Wednesday, March 17, 2010

From the basement...

"...It's always our decision who we are."
-Philosophy Professor (Waking Life)

It's been fairly busy at the kiosk today, but not because I've had a lot of customers. I've just been busy making a spreadsheet of the hourly sales for the kiosk and the Medical Diner. Of course, my records are incomplete as my boss has just been tossing them into a basket with no rhyme or reason.

It looks so nice outside, I want to just run out there, lay in the grass, and put my sunglasses on. I want to enjoy a nice warm day with no interruptions from customers or bosses or whatever. But I guess I need money to buy that blanket I might sit on outside, or to buy the coffee I might want to take out there with me. Money. I hate it.
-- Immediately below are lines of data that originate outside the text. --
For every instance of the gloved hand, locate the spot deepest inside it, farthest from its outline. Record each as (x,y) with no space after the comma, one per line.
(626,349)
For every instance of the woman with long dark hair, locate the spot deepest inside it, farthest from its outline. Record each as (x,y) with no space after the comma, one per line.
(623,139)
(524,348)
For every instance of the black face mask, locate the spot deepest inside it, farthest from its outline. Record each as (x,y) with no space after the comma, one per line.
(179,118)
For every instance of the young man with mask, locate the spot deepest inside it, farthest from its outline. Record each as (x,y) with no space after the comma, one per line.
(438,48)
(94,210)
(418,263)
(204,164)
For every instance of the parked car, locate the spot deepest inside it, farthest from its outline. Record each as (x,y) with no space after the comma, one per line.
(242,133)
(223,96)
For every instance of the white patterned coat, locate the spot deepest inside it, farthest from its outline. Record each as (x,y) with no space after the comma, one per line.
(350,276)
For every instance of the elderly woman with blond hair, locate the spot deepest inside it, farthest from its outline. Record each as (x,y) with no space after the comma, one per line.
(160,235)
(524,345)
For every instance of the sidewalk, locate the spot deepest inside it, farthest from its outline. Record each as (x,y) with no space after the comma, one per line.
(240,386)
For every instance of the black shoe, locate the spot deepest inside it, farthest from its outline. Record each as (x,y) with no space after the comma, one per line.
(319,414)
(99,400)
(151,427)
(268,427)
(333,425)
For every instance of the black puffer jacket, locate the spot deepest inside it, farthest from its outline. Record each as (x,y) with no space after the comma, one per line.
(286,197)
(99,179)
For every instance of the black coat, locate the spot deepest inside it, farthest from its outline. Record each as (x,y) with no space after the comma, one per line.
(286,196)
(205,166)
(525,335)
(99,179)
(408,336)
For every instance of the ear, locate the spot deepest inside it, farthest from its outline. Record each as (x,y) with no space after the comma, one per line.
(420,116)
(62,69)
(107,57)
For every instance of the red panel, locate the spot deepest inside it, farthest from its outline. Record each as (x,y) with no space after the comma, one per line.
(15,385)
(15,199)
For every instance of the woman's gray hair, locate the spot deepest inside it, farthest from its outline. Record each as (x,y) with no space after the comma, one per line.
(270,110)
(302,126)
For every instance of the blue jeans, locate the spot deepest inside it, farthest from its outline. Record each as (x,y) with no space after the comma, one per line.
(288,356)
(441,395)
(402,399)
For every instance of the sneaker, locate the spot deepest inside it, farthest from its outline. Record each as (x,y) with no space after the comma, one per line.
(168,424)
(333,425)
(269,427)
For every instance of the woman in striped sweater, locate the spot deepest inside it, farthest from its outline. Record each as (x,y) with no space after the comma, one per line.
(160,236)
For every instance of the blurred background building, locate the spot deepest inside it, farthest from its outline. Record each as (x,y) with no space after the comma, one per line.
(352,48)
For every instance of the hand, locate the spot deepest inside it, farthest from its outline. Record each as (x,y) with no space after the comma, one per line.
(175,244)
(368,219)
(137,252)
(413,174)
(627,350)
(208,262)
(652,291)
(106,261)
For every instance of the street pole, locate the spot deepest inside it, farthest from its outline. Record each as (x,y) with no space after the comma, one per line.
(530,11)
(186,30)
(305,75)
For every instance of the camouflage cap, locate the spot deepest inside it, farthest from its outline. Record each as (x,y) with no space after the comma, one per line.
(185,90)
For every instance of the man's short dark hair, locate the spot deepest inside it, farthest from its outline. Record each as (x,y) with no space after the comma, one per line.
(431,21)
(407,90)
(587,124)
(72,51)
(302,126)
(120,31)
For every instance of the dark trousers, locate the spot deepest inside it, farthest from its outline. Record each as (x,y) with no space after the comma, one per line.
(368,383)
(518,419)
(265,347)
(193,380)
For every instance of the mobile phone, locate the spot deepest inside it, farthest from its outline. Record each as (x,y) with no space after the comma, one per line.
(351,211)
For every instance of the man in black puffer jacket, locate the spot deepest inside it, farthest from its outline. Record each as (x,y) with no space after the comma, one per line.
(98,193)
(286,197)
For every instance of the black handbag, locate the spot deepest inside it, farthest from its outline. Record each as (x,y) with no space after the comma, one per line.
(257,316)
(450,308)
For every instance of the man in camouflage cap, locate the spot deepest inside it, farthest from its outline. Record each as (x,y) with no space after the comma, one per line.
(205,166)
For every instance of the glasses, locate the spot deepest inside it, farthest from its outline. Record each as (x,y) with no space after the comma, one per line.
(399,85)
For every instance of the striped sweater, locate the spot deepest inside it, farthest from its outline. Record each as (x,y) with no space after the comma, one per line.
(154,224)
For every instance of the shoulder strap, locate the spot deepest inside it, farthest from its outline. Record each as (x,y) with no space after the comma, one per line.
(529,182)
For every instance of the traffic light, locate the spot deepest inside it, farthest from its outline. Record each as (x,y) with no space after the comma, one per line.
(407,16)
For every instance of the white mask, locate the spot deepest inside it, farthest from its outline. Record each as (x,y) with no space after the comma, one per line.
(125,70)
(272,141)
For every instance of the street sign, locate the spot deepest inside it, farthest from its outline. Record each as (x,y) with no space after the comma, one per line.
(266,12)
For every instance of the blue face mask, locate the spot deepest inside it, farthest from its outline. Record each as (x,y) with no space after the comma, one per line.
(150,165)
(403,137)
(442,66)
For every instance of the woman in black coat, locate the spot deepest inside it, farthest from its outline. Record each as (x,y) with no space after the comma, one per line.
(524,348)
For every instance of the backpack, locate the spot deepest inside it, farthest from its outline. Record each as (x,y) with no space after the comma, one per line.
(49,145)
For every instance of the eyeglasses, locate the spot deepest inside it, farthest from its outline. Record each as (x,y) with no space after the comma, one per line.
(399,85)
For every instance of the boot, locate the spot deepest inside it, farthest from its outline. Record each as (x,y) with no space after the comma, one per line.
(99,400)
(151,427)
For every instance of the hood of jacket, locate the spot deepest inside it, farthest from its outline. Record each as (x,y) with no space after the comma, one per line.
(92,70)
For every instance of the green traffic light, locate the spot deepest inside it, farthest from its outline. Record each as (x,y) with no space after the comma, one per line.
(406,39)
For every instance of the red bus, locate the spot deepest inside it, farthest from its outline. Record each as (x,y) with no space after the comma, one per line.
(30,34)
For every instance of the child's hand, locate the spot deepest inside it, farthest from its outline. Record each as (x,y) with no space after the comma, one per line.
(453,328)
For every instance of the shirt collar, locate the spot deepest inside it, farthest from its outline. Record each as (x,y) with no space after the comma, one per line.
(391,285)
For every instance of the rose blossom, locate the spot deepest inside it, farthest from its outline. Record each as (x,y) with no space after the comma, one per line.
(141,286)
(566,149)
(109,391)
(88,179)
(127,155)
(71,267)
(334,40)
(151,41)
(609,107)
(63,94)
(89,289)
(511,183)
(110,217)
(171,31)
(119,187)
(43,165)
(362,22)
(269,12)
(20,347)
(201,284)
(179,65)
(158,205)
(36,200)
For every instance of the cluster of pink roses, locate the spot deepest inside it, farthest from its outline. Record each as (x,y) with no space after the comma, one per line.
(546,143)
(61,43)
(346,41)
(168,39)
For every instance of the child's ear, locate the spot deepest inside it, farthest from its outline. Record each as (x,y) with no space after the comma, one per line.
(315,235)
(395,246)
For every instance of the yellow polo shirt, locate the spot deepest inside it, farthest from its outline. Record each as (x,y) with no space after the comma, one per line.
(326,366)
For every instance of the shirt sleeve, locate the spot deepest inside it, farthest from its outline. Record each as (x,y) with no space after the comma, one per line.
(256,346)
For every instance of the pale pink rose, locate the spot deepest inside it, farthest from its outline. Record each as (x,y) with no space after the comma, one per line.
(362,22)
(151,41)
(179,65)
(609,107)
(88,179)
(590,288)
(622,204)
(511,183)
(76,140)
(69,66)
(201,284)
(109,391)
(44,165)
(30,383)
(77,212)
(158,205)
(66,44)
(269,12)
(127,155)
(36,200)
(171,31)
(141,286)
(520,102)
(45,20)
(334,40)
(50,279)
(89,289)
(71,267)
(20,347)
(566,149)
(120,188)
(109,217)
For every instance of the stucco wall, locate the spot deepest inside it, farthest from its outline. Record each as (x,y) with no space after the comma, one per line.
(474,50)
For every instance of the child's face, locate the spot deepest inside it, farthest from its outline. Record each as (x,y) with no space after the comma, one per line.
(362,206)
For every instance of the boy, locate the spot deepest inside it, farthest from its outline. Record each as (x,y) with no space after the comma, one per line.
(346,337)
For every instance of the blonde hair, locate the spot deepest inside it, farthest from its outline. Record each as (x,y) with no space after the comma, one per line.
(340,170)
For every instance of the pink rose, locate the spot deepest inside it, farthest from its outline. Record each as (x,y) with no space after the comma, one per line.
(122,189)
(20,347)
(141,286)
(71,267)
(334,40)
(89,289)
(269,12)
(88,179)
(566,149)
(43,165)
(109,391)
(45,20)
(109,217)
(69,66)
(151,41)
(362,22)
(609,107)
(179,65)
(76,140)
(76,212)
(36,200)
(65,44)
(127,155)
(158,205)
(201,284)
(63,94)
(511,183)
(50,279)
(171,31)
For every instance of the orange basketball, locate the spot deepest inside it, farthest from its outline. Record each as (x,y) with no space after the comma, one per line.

Last night, I was thinking more and more about what I want for my life...how I felt like I was already getting old and don't want to just work miserable jobs until I'm 50. I want to travel more. But mostly, I want to feel like my life is worth living. I don't mean I want to work constantly. I just want a nice even keel...work, friends, time to cook and relax, time to sleep. I guess I mostly want time without the worry that I'll run out of money at some point. I feel like, sure I have money now, but what if I lose my job and can't find another one? Do I let that thought keep me working at a job I don't enjoy? Or do I let that thought give me permission to quit and take time to figure something else out. What have I been conditioned to think? But what do I really want?
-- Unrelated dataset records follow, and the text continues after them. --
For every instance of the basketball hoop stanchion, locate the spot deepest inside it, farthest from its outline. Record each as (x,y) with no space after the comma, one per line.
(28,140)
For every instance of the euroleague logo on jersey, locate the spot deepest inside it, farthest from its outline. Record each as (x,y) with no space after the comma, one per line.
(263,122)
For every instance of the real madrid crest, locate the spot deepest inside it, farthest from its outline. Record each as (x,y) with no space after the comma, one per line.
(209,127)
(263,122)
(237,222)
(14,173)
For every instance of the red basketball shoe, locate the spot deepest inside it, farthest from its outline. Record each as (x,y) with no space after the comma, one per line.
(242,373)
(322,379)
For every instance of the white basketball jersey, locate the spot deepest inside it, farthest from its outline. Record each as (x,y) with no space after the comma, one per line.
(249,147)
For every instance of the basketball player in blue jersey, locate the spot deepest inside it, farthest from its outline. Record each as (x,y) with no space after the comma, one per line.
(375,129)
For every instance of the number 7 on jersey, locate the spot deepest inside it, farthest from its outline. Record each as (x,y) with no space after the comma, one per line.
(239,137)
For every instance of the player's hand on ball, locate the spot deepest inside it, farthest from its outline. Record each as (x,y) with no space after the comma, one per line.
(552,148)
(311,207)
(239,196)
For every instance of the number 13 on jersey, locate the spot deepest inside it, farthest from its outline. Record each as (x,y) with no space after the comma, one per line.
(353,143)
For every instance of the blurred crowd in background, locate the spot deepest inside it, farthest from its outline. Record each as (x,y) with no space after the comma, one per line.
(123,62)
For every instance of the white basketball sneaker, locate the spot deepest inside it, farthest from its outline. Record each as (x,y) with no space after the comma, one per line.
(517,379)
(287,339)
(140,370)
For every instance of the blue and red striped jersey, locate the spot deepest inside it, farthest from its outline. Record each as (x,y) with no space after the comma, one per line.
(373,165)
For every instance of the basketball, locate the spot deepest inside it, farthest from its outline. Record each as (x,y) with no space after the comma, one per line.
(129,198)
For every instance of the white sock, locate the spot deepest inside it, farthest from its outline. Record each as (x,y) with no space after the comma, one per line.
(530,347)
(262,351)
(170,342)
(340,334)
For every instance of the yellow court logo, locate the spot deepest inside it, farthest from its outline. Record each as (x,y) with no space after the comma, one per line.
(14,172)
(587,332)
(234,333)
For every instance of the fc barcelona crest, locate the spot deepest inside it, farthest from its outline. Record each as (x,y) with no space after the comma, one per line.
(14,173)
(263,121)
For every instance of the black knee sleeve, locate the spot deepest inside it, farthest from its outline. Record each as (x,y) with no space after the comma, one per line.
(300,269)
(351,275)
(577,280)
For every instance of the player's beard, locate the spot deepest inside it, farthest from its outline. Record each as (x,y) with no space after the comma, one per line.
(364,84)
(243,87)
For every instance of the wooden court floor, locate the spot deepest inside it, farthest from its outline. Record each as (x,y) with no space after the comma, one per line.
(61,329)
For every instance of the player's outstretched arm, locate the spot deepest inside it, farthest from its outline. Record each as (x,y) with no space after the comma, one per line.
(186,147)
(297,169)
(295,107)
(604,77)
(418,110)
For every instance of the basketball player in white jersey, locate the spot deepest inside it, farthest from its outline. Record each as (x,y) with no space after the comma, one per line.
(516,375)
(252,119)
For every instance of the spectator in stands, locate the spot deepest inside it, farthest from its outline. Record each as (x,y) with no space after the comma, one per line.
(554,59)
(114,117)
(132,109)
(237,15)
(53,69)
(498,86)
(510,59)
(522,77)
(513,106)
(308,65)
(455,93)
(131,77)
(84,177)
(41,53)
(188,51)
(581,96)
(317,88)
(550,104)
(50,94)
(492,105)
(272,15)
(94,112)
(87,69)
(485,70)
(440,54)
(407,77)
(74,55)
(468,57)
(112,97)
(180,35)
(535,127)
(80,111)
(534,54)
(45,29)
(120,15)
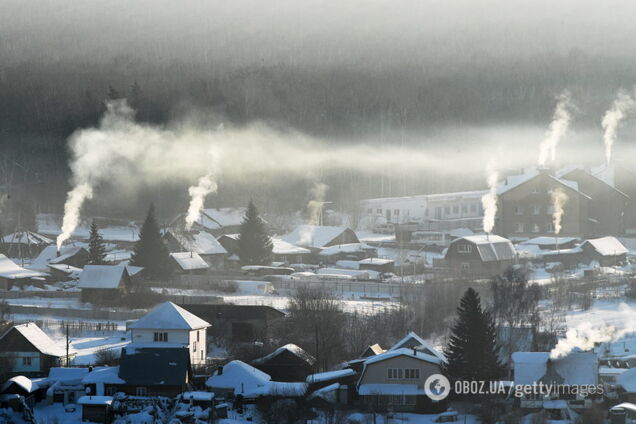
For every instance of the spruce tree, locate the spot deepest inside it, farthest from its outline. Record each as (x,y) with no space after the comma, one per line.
(150,252)
(96,248)
(472,352)
(255,245)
I know what I want. I want to quit. I want to keep my shifts with my client and maybe even work more for her. But I want more time in the summer, more time outside, more time. I want to figure out school possibilities. I want to allow myself to spend some money on things that I think might make me happy. I want to stop holding back and being scared...waiting....waiting for something. I just need to jump and try out something new. ...I think. *sigh.